BCP38 is part of the best practice documentation and describes a method for preventing IP spoofing by blocking spoofed packets before they enter the Internet. It’s described in RFC 2827 and is designed for DoS attacks, but actually it’s quite easy to implement. For example, BCP38 suggests that if a customer network uses 220.127.116.11/24, only packets with a source address within that subnet are allowed to pass inbound on the customer-facing interface. This is done with an ACL statement, the syntax of which depends on the router software in use.
Lookout and lockout
Another often-overlooked but simple method for securing infrastructure is instantly blocking further access attempts from a source IP address after a number failed access attempts within a predefined timeframe. A good example could be 3 access attempts within 60 seconds. Some network engineers implement tighter controls, perhaps blocking an entire /24 after three attempts from within that /24 in the allowed timeframe. The exact policy implemented will depend on many external factors, such as compliance standards. Some security requirements s uch as PCI DSS make recommendations for minimum settings in these areas.
It’s worth mentioning TCP keepalives at this point. Again, this is from the concept of keeping your device’s TCP stack clean and tidy and not hanging on to stale, half-open TCP sessions. It’s a one-liner on most devices; Cisco use the commands, ‘service tcp-keepalives-in’ and ‘service tcp-keepalives-out’ for sessions originating from outside the router and inside the router respectively. With these enabled, the device will send TCP keepalives, and drop any sessions that remain orphaned.
Small service, big impact
Many DDoS attacks utilise small UDP services such as NTP, DNS and even Chargen because of the small request and large payload. Definitely look at switching these off or at least blocking access to all but your own hosts that require access. Most routers will never have a need to run such services in real-world deployments and are very often abused, as bots will scan for them regularly.

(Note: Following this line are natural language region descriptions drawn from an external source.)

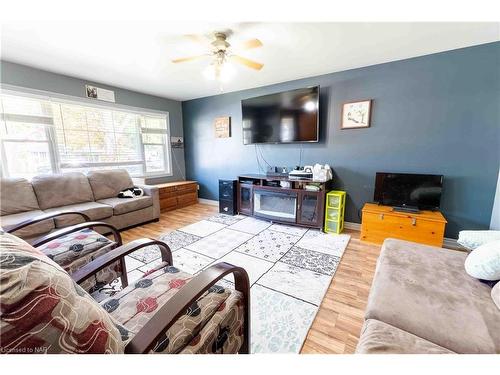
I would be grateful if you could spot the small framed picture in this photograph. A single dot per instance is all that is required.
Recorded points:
(177, 142)
(222, 126)
(91, 91)
(356, 114)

Lastly, and probably most painfully for many network engineers is the lack of saving the configuration of network devices. The simple (and the almost subconsciously habitual) command, ‘write memory’ can save a world of pain after making configuration changes on a device. If the device is rebooted without running this, any changes made since the last ‘write memory’ will be lost. If this includes configuration that covers the remote administration of the device in question, it can often mean a long drive to the data centre before the device can be recovered. See my previous blog on “Out of Band Networks” for more on that scenario.
I’ve raised a few points here, but in reality this is barely scratching the surface when it comes to router security. In addition to the above, it’s worth ensuring that your BGP configuration is secure, your OSPF is not advertising LSAs from the wrong interfaces, your EIGRP keys are long and hard to crack, your prefixes have the correct RPKI origin validation and much, much more.
I think the key message here should be to write your network security policy and make it relevant to the organisation it serves. Stick to it like glue for every device and do not make one device the weak link that breaks the security chain. And importantly, don’t be hesitant to evolve your policy as and when needed.